The Mexican peso began falling well before Donald Trump came on the scene. Opinion varies on Trump’s responsibility for the fall between April and November 2016 (Kevin Drum and Boz make good cases that he did not) but his administration is pretty clearly responsible for the gyrations after Election Day.
Let’s grant that the peso’s fall from 7.4¢ in November 2014 to 5.4¢ in November 2016 had nothing to do with the U.S. election. Was it a bad thing for Mexico?
Well, let’s start with inflation. Did the fall ignite inflation?
Wait, what? Let’s close in on that:
Inflation fell during most of the depreciation. It only started to rebound around the time of the U.S. election. I suppose it is possible that there is some model here where inflation is somehow stored up and then rebounds, but absent a big rise in inventories I do not see the mechanism.
Maybe the reason inflation fell was that the central bank tightened in the face of the depreciation? Let’s then look at interest rates:
The story is similar. Interest rates stay low through most of the depreciation. They only start rising in 2016. The central bank seems remarkably unworried by the fall until the latter half of 2016 ... which (perhaps coincidentally) is around the time that Donald Trump’s role in the depreciation becomes a point of contention.
What about consumer confidence? Did the peso fall sap the animal spirits of Mexican consumers? Maybe the central bank did not need to raise interest rates because Mexican consumers refused to spend.
Huh. Not a whole lot there until Trump’s election.
Finally, we’ll take a look at real wages, as a proxy for the labor market:
In short, 2015 was not a bad year at all, and 2016 was not much worse.
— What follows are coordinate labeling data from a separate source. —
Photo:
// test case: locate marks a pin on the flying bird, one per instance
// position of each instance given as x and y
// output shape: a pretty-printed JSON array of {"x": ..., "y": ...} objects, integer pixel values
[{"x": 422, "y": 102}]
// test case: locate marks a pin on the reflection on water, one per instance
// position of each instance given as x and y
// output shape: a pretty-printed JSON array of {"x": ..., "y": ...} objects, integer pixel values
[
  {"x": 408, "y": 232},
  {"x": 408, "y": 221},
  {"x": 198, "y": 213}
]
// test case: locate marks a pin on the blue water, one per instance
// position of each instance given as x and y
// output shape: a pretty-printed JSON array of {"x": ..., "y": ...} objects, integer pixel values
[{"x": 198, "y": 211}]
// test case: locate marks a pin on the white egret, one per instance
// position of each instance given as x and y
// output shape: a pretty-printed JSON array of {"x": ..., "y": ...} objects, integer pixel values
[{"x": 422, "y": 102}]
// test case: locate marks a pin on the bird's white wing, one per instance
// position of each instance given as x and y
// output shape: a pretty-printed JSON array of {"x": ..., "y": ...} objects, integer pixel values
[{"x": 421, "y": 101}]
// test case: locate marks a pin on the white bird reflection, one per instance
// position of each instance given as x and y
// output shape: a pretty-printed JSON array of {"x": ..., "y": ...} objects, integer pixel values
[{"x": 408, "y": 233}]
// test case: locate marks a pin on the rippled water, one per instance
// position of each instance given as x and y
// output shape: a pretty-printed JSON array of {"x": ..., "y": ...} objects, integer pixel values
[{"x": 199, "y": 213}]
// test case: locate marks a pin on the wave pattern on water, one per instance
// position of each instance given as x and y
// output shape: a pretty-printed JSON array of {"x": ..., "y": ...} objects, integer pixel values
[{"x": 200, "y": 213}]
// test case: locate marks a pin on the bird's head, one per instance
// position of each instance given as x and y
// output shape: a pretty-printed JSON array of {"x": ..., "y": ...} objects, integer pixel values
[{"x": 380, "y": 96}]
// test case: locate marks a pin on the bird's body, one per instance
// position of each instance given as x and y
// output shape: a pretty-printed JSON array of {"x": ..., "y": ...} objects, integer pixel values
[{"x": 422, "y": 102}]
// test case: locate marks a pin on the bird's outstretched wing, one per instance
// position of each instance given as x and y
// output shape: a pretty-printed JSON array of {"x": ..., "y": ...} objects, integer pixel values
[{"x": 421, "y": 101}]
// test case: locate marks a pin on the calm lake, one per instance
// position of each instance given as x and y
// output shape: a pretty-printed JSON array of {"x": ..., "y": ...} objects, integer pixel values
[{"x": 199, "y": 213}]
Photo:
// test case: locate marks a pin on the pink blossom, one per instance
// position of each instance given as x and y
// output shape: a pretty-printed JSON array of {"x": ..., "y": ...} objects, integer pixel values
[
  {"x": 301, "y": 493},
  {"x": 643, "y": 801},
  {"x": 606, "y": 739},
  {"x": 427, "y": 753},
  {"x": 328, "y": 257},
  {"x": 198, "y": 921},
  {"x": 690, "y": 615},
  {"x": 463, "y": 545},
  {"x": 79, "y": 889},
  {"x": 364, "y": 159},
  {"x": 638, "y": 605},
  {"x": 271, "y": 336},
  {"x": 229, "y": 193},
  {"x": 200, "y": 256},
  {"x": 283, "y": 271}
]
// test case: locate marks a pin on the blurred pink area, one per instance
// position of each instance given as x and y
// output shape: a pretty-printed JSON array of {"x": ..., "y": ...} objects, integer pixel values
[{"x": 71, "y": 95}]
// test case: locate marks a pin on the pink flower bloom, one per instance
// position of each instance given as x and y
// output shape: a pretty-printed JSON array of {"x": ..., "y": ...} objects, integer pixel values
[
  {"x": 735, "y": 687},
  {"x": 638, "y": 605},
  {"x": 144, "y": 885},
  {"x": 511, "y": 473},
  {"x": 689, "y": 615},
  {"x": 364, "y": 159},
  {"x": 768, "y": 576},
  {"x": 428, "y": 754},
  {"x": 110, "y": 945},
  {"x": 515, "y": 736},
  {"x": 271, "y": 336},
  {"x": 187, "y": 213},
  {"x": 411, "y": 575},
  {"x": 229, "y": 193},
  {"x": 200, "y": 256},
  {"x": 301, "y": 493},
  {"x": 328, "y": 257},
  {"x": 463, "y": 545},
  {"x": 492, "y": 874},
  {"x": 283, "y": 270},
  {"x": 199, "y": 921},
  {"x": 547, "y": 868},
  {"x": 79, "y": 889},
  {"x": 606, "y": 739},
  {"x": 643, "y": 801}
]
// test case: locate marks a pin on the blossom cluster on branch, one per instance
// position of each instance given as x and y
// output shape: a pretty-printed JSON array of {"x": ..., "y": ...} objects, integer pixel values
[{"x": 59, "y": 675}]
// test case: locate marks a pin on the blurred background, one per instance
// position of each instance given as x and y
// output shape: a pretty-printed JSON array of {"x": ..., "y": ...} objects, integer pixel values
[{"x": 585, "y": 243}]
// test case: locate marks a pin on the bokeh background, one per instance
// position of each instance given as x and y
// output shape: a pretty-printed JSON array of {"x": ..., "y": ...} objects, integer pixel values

Some people have reported big price hikes in Mexico in 2016, but I am skeptical. Imaginary inflation has been seen all over the world — not least around the time of the adoption of the euro. And I have been travelling to Mexico pretty extensively over the period without noting big nominal hikes, save public transportation ... which is a pretty salient price and could easily cause people to feel that there is inflation going on when there is not.
Either way, I submit to you: the depreciation of the Mexican peso has been a good thing for Mexico. It helped exports and cushioned the fall in oil prices to no discernible economic harm.